Not everyone gets the offer. For the most part, it’s only given to Pulse citizens, or crimes against major Pulse subsidiaries, situations where Pulse has clear jurisdiction over a criminal. And they have to have that certain something that draws the camera and the audience. Maybe simple charisma: attractive, a natural leader, unusually persuasive. Maybe they have a good story: a particularly spectacular crime, a family that’s going to go hungry, “powerful and wealthy brought low.” Maybe they’ve got some potential as a natural villain, someone the audience will love to hate. Maybe there’s a game-changing secret, an unusual surgery, an allegiance that might lead to an exciting rescue down the road.

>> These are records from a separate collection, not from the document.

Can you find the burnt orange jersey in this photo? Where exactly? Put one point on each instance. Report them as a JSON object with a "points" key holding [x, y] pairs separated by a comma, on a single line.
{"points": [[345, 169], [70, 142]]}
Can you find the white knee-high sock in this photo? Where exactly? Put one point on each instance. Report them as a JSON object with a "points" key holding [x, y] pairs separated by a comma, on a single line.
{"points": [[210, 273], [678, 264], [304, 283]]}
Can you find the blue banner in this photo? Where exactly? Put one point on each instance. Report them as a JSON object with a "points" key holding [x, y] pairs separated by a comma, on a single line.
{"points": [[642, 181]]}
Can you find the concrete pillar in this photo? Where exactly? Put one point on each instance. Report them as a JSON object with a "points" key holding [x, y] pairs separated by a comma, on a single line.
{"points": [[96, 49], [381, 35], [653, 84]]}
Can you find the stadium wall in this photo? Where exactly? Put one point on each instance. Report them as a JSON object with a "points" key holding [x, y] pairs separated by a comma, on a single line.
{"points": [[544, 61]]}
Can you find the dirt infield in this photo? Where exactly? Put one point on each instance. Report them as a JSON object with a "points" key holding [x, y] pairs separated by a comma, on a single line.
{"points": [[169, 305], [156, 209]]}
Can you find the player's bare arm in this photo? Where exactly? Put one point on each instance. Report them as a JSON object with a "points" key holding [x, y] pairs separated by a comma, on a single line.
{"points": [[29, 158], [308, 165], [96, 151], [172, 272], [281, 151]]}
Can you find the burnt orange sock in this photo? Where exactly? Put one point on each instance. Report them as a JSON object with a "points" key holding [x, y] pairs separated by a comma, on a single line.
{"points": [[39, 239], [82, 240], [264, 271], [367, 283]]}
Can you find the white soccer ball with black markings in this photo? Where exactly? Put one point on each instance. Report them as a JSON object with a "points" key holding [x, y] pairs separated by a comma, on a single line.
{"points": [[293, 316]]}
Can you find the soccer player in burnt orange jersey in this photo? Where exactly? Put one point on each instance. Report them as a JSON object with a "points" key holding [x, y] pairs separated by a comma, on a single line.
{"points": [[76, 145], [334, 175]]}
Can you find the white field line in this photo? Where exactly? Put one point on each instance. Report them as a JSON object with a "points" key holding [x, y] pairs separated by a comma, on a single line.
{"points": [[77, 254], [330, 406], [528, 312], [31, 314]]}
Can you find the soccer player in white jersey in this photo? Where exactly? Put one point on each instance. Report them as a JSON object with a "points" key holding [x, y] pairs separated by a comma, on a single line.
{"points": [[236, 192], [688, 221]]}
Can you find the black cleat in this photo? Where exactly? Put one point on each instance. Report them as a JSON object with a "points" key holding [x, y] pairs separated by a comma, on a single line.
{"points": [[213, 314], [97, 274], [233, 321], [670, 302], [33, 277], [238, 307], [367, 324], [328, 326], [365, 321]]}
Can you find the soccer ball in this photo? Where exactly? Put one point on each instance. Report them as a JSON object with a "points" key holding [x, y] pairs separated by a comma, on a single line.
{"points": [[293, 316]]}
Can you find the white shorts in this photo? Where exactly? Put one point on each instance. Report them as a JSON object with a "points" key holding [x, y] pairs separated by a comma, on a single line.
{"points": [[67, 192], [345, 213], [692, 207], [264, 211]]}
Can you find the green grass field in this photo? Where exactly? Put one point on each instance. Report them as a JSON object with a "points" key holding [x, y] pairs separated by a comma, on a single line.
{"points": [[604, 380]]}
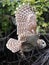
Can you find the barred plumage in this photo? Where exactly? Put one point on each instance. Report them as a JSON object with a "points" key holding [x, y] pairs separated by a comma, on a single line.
{"points": [[24, 17]]}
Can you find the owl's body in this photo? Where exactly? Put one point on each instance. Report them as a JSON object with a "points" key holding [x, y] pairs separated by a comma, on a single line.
{"points": [[25, 20], [26, 30]]}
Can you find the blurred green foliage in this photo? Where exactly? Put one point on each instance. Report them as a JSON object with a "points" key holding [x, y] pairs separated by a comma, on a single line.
{"points": [[8, 7]]}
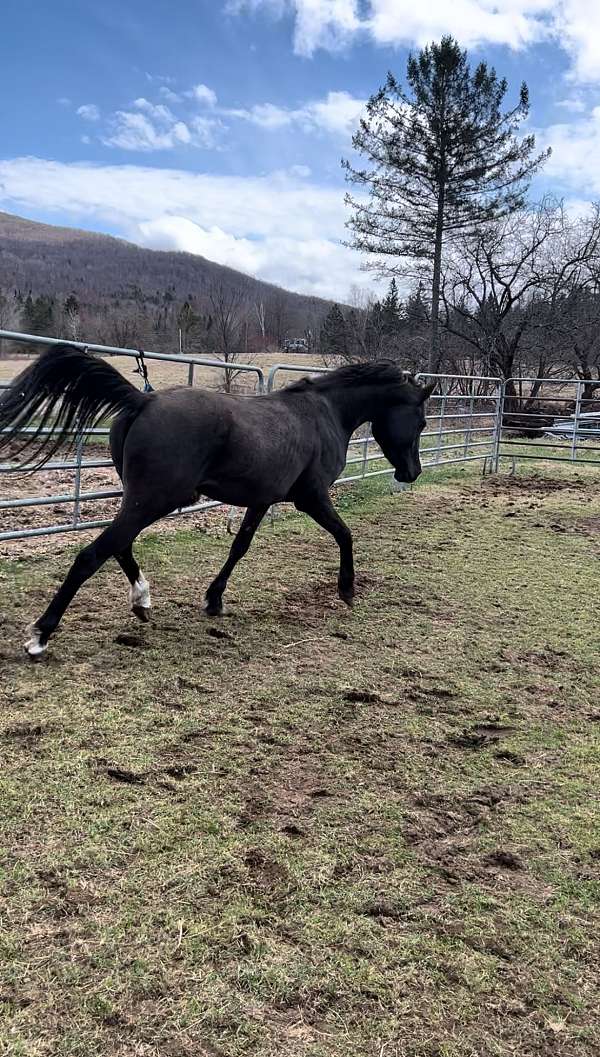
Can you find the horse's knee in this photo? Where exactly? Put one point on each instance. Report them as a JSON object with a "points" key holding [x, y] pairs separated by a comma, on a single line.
{"points": [[139, 600]]}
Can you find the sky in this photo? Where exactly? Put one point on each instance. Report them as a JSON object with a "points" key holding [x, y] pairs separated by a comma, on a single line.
{"points": [[217, 127]]}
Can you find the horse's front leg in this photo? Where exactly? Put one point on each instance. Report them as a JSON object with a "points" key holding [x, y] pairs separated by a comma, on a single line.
{"points": [[243, 539], [319, 506]]}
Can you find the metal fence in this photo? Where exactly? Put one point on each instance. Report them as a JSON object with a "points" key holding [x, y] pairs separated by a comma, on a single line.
{"points": [[470, 420]]}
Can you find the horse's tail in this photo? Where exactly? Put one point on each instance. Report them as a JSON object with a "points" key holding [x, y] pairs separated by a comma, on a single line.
{"points": [[67, 389]]}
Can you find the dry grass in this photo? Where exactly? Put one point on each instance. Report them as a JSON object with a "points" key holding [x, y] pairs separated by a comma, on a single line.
{"points": [[305, 832]]}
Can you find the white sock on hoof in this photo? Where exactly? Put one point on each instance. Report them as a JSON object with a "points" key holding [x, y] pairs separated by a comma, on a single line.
{"points": [[139, 593], [33, 645]]}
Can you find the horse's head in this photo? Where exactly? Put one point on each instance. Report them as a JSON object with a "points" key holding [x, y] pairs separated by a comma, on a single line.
{"points": [[398, 427]]}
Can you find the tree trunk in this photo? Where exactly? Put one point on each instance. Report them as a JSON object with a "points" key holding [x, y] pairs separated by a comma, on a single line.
{"points": [[434, 332]]}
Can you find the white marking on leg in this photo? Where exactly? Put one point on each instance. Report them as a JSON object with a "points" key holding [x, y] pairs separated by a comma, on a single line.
{"points": [[139, 593], [33, 645]]}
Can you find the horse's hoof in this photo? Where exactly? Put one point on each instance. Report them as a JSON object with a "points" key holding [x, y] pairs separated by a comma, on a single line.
{"points": [[139, 598], [34, 648]]}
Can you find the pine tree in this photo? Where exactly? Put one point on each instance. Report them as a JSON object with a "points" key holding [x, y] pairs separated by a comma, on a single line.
{"points": [[444, 161], [391, 313]]}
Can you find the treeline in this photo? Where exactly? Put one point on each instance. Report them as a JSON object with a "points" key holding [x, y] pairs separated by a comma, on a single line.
{"points": [[226, 319], [519, 298]]}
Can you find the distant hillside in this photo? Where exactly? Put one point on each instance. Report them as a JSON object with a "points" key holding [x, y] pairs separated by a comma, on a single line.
{"points": [[62, 260], [115, 292]]}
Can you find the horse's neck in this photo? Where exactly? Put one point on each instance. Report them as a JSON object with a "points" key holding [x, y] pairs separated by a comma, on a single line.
{"points": [[355, 406]]}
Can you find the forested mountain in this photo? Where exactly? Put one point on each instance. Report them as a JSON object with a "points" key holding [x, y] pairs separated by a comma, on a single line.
{"points": [[61, 280]]}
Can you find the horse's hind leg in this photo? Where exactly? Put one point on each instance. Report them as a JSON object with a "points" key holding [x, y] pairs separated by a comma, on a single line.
{"points": [[139, 591], [243, 539], [115, 539]]}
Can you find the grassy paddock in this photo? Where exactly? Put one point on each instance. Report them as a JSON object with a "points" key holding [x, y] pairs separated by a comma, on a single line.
{"points": [[306, 832]]}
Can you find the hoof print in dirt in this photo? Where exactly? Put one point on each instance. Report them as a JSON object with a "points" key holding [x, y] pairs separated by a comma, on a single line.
{"points": [[219, 633], [362, 697], [127, 638], [504, 859], [122, 775], [293, 831]]}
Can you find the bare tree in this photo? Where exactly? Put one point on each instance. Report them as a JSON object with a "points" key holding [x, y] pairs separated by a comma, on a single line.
{"points": [[10, 316], [228, 311], [502, 289]]}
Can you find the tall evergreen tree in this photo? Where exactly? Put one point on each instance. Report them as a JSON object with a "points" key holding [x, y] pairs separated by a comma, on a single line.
{"points": [[334, 337], [391, 313], [444, 160]]}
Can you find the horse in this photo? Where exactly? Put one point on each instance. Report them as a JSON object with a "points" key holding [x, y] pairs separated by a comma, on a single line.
{"points": [[172, 446]]}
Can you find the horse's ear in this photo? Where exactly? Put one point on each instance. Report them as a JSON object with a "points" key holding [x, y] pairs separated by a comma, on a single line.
{"points": [[427, 391]]}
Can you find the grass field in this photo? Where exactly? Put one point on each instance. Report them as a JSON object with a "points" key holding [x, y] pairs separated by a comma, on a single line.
{"points": [[165, 373], [303, 831]]}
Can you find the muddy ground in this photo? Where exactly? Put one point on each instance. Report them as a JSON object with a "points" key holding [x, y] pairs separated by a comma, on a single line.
{"points": [[303, 831]]}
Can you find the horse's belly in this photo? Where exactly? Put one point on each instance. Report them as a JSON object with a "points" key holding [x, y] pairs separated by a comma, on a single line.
{"points": [[245, 493]]}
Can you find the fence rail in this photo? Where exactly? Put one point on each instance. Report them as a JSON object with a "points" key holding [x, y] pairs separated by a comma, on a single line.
{"points": [[469, 421]]}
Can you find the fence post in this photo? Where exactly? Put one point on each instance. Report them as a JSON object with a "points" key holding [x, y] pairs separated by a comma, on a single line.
{"points": [[498, 426], [576, 423], [444, 388], [77, 489], [470, 422]]}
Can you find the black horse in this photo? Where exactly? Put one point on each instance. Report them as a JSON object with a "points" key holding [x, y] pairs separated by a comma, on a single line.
{"points": [[172, 446]]}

The Iron Maiden is without a doubt the largest prison complex in Sol, and one of the largest film sets. It’s a “natural” cave system in the Metis region, where the terraforming processes created a basin riddled with tunnels and sinkholes. When programming Exec &@@$$Thorn$28876 “On Five” got his Platinum Plan retirement around 640 AE, he settled on a large island near the Arctic reaches, and spent a very long time exploring and reshaping the land. After 15 years and two long sessions with a loaned geomat unit, On Five had built the set for his ultimate program: a ring of networked caves, up to a kilometer deep, in a rough circle 40-50 kilometers across. It’s likely On Five is the only entity with a map of even the upper levels, and they’ve changed dramatically since they were surveyed in 470 or so.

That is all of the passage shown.